Parece que a pop está sem rei. Já estava sem rock. Pelo que ,doravante, depreende-se, está sem rei nem rock. Se, por algum louvável capricho da Ceifeira, também esticasse o pernil a Coisa Madonna, seria o verdadeiro três em um: ficava a bosta levedante sem rei, nem rock, nem rainha. Melhor que isso só uma chuva de meteoritos inteligentes: uma que acertasse selectivamente nos concertos de hip-hop e metal (duas formas particularmente ruidosas de excremento). Já agora, não sei se será sonhar muito, rezar mesmo a um grande meteoro genial, todo ele a zunir inspiração: que acertasse em cheio em Hollywood!...
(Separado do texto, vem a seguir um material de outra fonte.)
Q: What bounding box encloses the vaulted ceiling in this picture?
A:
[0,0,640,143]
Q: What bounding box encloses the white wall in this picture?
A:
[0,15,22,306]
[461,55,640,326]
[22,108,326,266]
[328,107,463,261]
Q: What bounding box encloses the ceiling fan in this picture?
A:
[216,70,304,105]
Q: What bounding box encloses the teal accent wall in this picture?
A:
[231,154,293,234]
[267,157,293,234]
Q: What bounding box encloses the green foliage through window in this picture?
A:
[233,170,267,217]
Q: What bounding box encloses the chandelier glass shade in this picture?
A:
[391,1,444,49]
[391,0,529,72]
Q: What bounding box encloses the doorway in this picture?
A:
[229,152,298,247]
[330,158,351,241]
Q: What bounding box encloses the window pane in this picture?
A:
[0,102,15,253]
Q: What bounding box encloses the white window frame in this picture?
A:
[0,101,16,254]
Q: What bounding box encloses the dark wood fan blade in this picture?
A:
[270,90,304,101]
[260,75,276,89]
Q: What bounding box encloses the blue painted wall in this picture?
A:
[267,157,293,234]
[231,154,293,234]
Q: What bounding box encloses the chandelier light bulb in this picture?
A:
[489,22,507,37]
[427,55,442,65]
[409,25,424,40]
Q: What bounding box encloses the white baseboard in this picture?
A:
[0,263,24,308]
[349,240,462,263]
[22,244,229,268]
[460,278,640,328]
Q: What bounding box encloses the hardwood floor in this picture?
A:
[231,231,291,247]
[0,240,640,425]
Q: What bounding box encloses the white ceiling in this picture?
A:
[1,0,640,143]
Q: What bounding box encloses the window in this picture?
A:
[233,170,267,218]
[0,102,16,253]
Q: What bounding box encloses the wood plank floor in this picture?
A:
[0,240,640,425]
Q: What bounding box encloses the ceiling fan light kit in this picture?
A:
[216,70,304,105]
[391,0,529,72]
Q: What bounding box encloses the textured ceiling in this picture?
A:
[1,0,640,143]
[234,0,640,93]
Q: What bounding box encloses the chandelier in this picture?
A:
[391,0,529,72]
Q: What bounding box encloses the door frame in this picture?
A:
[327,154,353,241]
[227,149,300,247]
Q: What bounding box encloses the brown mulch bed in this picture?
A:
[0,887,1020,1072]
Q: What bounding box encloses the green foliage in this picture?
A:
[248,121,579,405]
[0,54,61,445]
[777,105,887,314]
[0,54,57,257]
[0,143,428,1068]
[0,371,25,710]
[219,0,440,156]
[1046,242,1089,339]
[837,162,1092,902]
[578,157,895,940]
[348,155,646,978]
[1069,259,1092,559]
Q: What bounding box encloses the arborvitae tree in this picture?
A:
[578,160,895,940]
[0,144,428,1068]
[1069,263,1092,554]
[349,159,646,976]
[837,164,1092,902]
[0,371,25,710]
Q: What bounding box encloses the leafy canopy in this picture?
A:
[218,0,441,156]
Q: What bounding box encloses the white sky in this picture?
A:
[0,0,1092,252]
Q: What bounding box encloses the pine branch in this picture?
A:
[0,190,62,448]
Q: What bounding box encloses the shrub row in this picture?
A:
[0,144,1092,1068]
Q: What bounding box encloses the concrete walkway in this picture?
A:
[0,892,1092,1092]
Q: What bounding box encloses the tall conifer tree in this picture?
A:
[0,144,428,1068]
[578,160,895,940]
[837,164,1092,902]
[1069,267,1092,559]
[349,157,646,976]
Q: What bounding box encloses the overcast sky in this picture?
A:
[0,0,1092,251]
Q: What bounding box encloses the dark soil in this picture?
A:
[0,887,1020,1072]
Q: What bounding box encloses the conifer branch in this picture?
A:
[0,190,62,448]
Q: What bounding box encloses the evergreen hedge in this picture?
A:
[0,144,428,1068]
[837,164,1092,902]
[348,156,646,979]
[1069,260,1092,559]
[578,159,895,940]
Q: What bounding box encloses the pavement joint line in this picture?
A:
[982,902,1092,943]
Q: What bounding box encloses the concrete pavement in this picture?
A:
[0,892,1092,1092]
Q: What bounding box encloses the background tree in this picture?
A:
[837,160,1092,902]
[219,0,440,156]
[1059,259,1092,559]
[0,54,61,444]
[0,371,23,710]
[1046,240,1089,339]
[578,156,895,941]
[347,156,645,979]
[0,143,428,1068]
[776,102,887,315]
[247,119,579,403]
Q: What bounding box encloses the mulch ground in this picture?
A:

Julgo que, com isto, fica esgotado o assunto, tanto quanto o presunto. Nota final: ao que li por aí, as dívidas da criatura ascenderiam a qualquer coisa como 4o0 milhões (e alguns papalvos interrogavam-se acerca do paradeiro da putativa fortuna da vedeta). Donde não será de excluir a hipótese dos credores, tipos que não fazem plásticas ao nariz mas bem precisavam, terem organizado o óbito como forma de promoção das vendas. Lá terão concluído: "O tipo já não aguenta cinco minutos em palco sem que lhe caia o nariz, o melhor mesmo é matá-lo. A publicidade fica de borla e as vendas sobem à estratosfera!"